The American marine shouted “push!”. And hundreds of people did, shoving inside the Boeing C-17 military aircraft; tumbling over, then pulling their bodies into tight huddles on the floor to let as many others in as possible.
As the rear door closed and the deafening engines started, lifting the heavy plane off the runway at Kabul’s international airport, people broke down wailing; crying. Now refugees.
Military aircraft are far noisier inside than passenger planes and almost windowless, so the plane heading for a Qatari military base did not grant its 400 passengers a last view of the Hindu Kush mountain range.
Most on board had lived comfortable lives, weeks filled with work and weekends with family and friends – with visits to suburban gardens or parks, drinking the traditional iced yoghurt beverage “dough” during the hot summers. Their lives were dignified, happy even, despite the war. They had not wanted to leave their homes, but their lives tilted overnight when the Taliban advanced, taking the Afghan capital on 15 August.
US troops left on Tuesday, evacuating their 5,400 troops sent in to help facilitate the mass evacuations that began just days prior to the Taliban’s takeover of the capital and turned into one of history’s biggest airlifts.
For the Qatar-bound passengers last weekend, the journey had already been unbearably hard – with crowds of thousands to push through at the airport’s gates, where bombs were expected and then detonated – but the most difficult part was still ahead: the process of claiming asylum in a foreign country, of living in a camp, of facing discrimination and rejection, of starting a new life out of the single small suitcase they were allowed to bring. Of being a refugee. Escape was undesired but necessary; leaving their homeland a tough and quick decision to be made.
Three young men sat in the crowd, wearing matching button-down shirts, their heads bowed, fingers wiping silent tears from their eyes. Former Afghan soldiers travelled in the uniform of an army that effectively no longer exists, looking not all that different from the US soldiers representing the country that signed a deal with the Taliban in February 2020.
Of those on board, many said they had been awake for several days in a row waiting at the airport, so as the engines rumbled and ice-cold air blasted in through huge pipes, the discomfort was nonetheless bearable. Sleep overcame many; bodies leaning against those of strangers or piled on top of other people’s legs, eyes covered by T-shirts or scarves. Some stood for the duration of the three-hour flight, watching movies from computer screens. Others – like a young father of four – never stopped weeping.
The US did not prioritise comfort on the C-17: this was an evacuation, so the soldiers thought practically. Accommodating as many as possible was the aim, even if it meant shoving people tightly on to the plane; even if a mix of male and female strangers were touching in a close space – usually unthinkable in Afghan culture.

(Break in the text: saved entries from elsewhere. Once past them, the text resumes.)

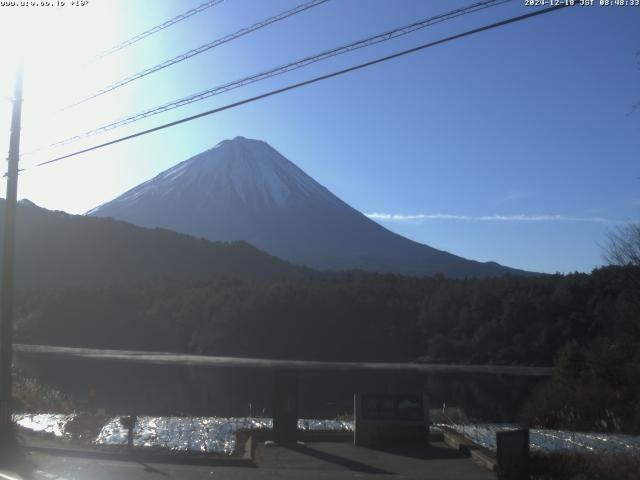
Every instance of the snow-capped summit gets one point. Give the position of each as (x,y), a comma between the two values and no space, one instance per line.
(244,189)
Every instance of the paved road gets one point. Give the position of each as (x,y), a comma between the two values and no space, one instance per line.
(313,461)
(165,358)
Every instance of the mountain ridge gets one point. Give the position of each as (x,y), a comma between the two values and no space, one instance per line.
(244,189)
(55,249)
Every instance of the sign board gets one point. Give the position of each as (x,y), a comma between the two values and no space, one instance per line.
(512,448)
(390,418)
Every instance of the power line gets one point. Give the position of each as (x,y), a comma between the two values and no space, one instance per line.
(311,81)
(203,48)
(157,28)
(375,39)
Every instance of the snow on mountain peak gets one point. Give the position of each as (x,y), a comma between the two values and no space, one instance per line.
(249,169)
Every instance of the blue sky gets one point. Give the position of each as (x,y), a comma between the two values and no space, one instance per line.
(516,145)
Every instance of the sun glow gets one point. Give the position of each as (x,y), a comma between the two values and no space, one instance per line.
(55,41)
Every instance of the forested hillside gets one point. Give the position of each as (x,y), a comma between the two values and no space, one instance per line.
(55,250)
(585,324)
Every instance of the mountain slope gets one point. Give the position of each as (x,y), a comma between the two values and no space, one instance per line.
(245,190)
(55,249)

All knew that thousands remained behind, some waiting under a scorchingly hot sun, sitting amid piling rubbish consisting of empty water bottles and full nappies. Children developed skin rashes, diarrhoea, heatstrokes. The two-year-old daughter of an Afghan interpreter who had worked for the US was trampled to death in a crowd outside the airport. Last Thursday, as many as 170 Afghans were killed in a suicide bombing and gun attack near the gates.
Some children on the flight remained cheerful. “I’m going to Kandahar,” said Arzam, a three-year-old girl heading to the US, who believed she was off to a place in southern Afghanistan she had heard of.
The sun had risen when the C-17 touched down at the al-Udeid airbase in Qatar, humid air rushing in as the door opened. The heat sat heavily, causing beads of sweat to form on people’s foreheads.
A mother stood up, holding the hands of her two adult sons, watching blank-faced as US soldiers unloaded people’s few belongings.
Passengers were not allowed to disembark until a uniformed American had set up a camera, filming the new arrivals walking off the plane. Almost 30,000 arrived at the al-Udeid transit hub in the past weeks, housed in large air-conditioned tents that offer shelter but little privacy, as documents are processed. Several colourful bouncy castles have been blown up outside for the children.
In the camp, communities have formed, organised around elders who listen and pass on the needs of those in the giant tent city: more blankets are needed, lost luggage still has not been found, toilets are overflowing.
While Qatar is a transit hub, Afghans have, in the past week, arrived in dozens of countries around the world. The UK, South Korea, Uganda, Germany, Mexico, Ukraine, France and Colombia are part of a long list.
As Afghans again flee the Taliban regime, they are again a nation uprooted and scattered.